Corona-Krise: Gibt es bald weniger Ausbildungsstellen?

23.2.2021, 17:26 Uhr

In stark von der Corona-Krise betroffenen Branchen ist der Anteil der Unternehmen, die ihr Ausbildungsangebot zurückfahren wollen, sogar noch höher: Im Gastgewerbe planen 28 Prozent der ausbildungsberechtigten Betriebe weniger oder keine Auszubildenden einzustellen. Die meisten befragten Firmenchefs begründeten den Schritt mit den unsicheren Geschäftserwartungen aufgrund der Pandemie (93 Prozent) sowie mit ihrer finanziellen Situation (71 Prozent), 34 Prozent gaben mangelnde räumliche und personelle Kapazitäten an. Zudem sei die Rekrutierung aktuell schwierig, unter anderem da Ausbildungsmessen nicht in Präsenz stattfinden könnten (33 Prozent).

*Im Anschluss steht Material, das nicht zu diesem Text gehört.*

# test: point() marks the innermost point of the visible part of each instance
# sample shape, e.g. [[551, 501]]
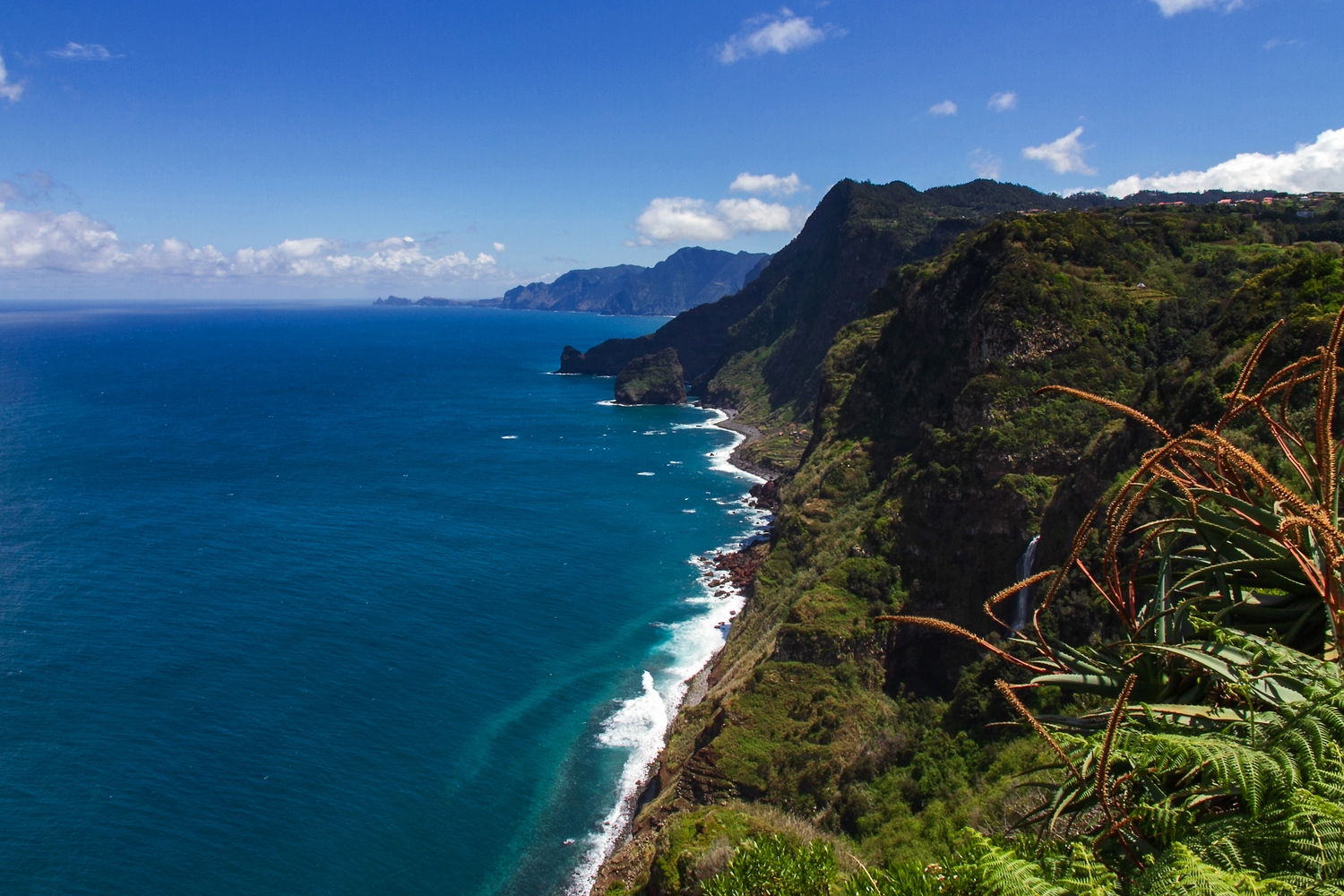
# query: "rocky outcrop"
[[653, 379], [812, 288]]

Bernd Fitzenberger, IAB-Direktor und Co-Autor der Studie, warnt: "Für Betriebe kann es zum Bumerang werden, weniger Auszubildende einzustellen. Und das in einer Situation, in der krisenbedingt auch die Bewerberzahl zurückgeht. Mittel- bis langfristig können die Rückgänge am Ausbildungsmarkt dazu führen, dass den Betrieben die Fachkräfte fehlen."

Weniger Ausbildungsstellen in Mittelfranken im Ausbildungsjahr 2021/2022?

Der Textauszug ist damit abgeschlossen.